Natsuko exhaled in annoyance. “Hurry up, ya little shit."
The ice wyvern let out another screech and dipped its neck towards Natsuko. Frosty air billowed through bared icicle-teeth. Natsuko cocked her wine bottle back and stood like a baseball batter. Just as it was about to crash into her, Natsuko swung and clipped the wyvern's talons with the wine bottle’s punt. The wyvern’s look of surprise was the same every iteration.
First, it ground to a halt. Then, it had about a split second to realize something was wrong before the dimensions of its body flared wildly in every direction like a jagged, misshapen lump of pyrite. This was accompanied by a chunking sound like someone slapping a piece of wood thirty times a second.
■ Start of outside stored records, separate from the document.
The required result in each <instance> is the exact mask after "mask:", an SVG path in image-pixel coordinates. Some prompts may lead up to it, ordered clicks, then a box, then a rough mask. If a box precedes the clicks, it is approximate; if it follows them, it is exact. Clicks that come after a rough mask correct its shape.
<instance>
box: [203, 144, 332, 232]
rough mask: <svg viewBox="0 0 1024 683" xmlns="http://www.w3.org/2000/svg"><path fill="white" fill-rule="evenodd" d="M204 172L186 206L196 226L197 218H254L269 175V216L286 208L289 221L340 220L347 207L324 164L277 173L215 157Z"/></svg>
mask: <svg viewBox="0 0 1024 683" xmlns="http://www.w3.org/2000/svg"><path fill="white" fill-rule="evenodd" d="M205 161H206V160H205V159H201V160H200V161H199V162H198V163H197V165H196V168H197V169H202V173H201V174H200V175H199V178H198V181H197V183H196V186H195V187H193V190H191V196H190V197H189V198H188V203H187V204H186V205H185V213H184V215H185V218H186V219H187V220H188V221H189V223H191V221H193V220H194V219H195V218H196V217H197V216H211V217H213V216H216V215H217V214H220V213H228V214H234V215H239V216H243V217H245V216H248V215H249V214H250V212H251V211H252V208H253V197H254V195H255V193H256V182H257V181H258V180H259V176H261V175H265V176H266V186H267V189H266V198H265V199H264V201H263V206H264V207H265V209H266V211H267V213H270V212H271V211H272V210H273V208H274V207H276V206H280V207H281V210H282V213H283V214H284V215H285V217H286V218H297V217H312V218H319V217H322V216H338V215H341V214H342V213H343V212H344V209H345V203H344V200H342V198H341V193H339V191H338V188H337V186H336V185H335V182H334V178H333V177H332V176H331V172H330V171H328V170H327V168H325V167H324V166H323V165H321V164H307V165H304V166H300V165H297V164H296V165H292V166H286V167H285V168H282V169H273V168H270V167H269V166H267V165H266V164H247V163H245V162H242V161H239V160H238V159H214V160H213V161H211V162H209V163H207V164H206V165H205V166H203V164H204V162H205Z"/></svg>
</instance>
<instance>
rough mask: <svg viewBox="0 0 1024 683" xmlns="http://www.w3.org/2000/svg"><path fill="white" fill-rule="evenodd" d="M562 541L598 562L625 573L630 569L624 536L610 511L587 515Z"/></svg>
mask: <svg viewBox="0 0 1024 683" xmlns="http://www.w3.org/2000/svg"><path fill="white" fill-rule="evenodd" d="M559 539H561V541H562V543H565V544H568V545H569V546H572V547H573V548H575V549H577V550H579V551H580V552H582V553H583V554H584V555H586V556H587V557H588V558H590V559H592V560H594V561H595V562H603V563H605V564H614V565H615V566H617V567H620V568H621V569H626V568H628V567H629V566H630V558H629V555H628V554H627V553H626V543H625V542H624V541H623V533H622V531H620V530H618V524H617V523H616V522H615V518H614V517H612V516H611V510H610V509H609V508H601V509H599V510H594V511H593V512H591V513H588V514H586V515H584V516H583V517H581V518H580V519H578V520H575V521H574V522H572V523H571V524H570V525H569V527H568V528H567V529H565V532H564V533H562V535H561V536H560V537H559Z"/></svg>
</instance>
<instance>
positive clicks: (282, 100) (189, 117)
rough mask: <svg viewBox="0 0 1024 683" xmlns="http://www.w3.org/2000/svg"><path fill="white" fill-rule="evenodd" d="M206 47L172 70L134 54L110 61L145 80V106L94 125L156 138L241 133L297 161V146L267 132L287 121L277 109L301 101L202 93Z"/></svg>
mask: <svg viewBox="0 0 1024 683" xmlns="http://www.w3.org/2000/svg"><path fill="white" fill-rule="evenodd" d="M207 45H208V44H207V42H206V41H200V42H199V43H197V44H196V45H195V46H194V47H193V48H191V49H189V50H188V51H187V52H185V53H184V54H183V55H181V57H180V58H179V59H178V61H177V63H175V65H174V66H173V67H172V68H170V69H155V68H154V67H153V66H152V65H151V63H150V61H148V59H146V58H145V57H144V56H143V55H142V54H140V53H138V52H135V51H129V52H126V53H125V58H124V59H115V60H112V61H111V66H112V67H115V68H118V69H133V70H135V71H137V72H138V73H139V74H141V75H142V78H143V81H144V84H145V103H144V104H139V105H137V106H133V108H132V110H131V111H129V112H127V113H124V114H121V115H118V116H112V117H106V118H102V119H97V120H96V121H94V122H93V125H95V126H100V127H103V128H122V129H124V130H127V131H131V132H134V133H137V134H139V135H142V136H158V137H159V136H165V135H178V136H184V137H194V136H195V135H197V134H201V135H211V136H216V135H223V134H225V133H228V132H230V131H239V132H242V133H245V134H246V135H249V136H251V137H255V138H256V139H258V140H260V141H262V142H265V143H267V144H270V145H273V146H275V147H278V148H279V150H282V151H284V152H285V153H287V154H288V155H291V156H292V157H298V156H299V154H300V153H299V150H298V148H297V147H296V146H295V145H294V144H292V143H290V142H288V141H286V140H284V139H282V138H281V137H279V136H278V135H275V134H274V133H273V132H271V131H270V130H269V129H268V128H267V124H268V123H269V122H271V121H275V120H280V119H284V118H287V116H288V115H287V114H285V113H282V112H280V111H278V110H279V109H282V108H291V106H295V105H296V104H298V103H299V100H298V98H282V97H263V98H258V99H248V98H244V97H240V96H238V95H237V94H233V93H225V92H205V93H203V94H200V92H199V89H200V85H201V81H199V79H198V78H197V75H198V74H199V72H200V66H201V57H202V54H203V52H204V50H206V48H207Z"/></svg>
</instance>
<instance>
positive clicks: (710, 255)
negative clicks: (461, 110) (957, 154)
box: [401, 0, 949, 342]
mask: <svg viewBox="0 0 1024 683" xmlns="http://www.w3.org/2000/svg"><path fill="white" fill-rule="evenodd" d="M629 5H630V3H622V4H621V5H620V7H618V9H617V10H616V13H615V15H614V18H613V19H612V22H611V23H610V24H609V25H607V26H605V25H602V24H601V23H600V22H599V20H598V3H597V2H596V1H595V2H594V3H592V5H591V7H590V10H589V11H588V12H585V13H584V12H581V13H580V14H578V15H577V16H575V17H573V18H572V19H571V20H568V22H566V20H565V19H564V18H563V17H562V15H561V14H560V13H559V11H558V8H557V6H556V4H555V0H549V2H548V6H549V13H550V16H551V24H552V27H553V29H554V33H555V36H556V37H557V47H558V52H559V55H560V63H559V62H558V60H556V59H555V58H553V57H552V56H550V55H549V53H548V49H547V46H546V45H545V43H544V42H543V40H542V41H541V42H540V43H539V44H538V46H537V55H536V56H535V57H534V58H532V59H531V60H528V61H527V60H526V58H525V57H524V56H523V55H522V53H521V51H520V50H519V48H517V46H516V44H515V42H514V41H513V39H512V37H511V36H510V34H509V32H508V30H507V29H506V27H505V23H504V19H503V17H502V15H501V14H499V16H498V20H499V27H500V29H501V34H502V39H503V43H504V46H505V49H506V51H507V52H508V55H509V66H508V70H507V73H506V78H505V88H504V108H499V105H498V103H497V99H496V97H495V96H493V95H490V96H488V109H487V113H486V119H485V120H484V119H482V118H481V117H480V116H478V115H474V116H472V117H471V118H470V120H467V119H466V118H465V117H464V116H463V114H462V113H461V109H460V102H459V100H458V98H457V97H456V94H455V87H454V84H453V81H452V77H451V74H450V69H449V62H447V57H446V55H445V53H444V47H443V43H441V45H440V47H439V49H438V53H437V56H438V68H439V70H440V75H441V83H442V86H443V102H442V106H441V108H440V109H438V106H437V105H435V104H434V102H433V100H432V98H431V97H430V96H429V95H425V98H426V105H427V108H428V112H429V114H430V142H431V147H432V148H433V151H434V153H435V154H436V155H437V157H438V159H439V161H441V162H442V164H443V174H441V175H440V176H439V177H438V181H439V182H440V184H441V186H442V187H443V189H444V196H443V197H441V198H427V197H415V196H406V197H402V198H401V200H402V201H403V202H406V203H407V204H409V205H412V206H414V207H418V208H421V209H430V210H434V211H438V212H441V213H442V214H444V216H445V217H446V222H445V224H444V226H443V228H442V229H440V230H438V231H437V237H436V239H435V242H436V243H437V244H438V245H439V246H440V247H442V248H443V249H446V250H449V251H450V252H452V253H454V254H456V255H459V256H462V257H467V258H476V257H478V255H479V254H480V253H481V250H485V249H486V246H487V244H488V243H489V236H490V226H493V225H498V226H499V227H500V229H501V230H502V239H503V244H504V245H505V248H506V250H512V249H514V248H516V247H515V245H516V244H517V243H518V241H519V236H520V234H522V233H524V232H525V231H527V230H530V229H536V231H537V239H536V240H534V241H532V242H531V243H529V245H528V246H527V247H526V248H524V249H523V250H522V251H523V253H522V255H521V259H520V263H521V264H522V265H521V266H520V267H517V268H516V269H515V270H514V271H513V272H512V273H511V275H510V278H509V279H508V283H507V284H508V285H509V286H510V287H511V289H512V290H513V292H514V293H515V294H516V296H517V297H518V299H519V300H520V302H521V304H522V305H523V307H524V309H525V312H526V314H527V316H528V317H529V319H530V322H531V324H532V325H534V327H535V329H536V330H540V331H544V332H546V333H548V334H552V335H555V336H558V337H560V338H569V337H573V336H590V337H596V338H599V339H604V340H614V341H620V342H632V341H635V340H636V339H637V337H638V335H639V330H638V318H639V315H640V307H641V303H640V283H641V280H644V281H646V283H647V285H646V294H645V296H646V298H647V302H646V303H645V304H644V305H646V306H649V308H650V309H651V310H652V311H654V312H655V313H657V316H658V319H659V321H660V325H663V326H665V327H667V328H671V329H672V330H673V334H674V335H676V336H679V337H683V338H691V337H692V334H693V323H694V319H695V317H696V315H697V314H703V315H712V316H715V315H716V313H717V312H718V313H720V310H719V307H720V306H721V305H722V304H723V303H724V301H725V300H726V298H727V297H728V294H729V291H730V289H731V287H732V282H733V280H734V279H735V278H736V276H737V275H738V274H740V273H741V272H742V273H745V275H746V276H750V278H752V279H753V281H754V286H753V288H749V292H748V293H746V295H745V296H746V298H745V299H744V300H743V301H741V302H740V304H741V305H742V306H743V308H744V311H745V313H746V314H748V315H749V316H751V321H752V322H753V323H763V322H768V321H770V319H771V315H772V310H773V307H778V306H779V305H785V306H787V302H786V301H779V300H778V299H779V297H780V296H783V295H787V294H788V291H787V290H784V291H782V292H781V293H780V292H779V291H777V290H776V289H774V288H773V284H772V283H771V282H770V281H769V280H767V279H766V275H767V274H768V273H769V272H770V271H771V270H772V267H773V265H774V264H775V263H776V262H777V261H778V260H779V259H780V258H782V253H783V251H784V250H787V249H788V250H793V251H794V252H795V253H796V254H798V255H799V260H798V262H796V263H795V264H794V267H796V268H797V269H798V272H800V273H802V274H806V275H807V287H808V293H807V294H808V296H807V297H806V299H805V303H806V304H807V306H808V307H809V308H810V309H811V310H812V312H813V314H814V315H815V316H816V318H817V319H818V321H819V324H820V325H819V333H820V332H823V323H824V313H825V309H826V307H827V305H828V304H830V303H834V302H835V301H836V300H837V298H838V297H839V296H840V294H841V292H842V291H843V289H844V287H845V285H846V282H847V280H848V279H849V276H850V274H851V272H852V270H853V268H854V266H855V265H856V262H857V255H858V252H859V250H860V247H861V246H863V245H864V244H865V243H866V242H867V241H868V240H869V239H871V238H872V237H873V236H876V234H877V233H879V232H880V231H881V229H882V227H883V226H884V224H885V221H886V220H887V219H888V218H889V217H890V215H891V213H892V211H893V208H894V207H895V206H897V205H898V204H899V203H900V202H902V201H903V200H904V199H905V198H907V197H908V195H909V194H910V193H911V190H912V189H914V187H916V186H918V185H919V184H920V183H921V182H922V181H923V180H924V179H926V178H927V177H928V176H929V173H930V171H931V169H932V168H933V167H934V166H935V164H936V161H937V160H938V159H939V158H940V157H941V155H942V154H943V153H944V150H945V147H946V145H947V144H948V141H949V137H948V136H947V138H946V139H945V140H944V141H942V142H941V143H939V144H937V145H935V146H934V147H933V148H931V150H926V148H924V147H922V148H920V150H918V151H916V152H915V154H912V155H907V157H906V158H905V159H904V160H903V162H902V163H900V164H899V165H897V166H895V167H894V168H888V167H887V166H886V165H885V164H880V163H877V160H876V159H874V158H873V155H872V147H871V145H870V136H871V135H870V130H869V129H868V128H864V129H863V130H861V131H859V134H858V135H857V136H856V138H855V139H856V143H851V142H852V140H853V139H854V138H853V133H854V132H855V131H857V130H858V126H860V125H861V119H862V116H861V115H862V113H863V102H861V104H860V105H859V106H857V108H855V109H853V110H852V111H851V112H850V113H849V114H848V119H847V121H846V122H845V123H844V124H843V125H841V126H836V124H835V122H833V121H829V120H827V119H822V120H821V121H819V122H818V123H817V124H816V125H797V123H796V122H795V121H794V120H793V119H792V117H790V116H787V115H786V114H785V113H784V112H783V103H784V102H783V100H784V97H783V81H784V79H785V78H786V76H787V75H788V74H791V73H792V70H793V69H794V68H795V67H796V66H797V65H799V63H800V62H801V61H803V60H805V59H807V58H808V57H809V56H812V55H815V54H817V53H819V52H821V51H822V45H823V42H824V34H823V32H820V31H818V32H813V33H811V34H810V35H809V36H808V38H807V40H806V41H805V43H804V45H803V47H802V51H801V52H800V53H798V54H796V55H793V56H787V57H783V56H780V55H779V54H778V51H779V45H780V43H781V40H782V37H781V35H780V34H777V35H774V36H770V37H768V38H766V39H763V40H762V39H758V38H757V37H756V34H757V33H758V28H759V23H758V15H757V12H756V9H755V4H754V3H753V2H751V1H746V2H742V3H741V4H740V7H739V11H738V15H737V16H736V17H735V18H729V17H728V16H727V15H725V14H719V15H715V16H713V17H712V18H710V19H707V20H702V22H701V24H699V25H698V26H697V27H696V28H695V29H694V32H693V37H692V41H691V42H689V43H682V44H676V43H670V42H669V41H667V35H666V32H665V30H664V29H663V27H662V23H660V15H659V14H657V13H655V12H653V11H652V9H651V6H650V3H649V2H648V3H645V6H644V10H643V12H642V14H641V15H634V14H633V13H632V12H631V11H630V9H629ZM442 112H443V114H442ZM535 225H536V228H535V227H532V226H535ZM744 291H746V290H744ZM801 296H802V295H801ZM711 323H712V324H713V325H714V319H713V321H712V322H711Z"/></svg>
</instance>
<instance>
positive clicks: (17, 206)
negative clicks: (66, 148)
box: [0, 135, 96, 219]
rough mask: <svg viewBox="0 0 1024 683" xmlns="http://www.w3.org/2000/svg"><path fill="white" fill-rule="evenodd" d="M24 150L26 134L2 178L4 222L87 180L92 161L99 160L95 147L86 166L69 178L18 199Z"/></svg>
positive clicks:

Finally, it shunted directly through the ground, leaving no hole, never to be heard from again. After that, it stopped existing. At least until next Monday.
“Thanks Natsuko,” one of the guards said with the tone you thank someone for holding a door.
“Yeah, yeah,” she replied.
And that was the end of the Vermögenburgh Wyvern Attack Weekly Special Event. She returned to The Devil’s Cut..
“Dead yet?” Hans asked.
“Made a daring escape,” Natsuko said, retaking her seat at the bar.
Klaus set down the mug he was rinsing and walked over to her. “Free drink for our town hero. Anything on tap.”
That was an inside joke. There was one tap, and it was for “ale.”
“Bartender’s choice.”
“Coming right up.”
Well, that one wasn’t going to add to her mounting tab, at least.
“We appreciate what you do, sugar,” Ada the barmaid said, rubbing Natsuko’s back.
“Thanks.”
Problem was, killing the same wyvern over and over didn't get her anywhere. It wasn’t bumping her Use-Number, it wasn’t making her stats better because her special technique didn't “slay” anything, so it didn’t give experience points, and it certainly wasn’t making her any gods-damned Ying besides a free pint of ale. But what was she going to do, let them die over and over? The Heroes at the top of the Use-Chart didn’t give a shit about what happened to the little town, so it was up to her and her alone.
Natsuko's head slumped back down onto the table and she covered it with her hands. What the hell was she going to do? Numbers, that’s what Natsuko needed. It didn't matter what the number was, just that it went up. But everything she tried—
The tavern door swung open.
“Natsuko! Did you forget something?”
Natsuko turned to face her. The bespectacled girl in blue scholar robes in front of her had her hands on her hips with a rod clasped in the left and a pile of papers in the right. This was her best friend and former teammate Shuixing, and on Shuixing’s face, emerging from under indigo-colored bangs, was something she probably wanted to look like a frown, but hewed closer to a pout.
Natsuko’s face burned and it was only partly because of the booze. “Oh! Ahaha, right, the research. Oops!”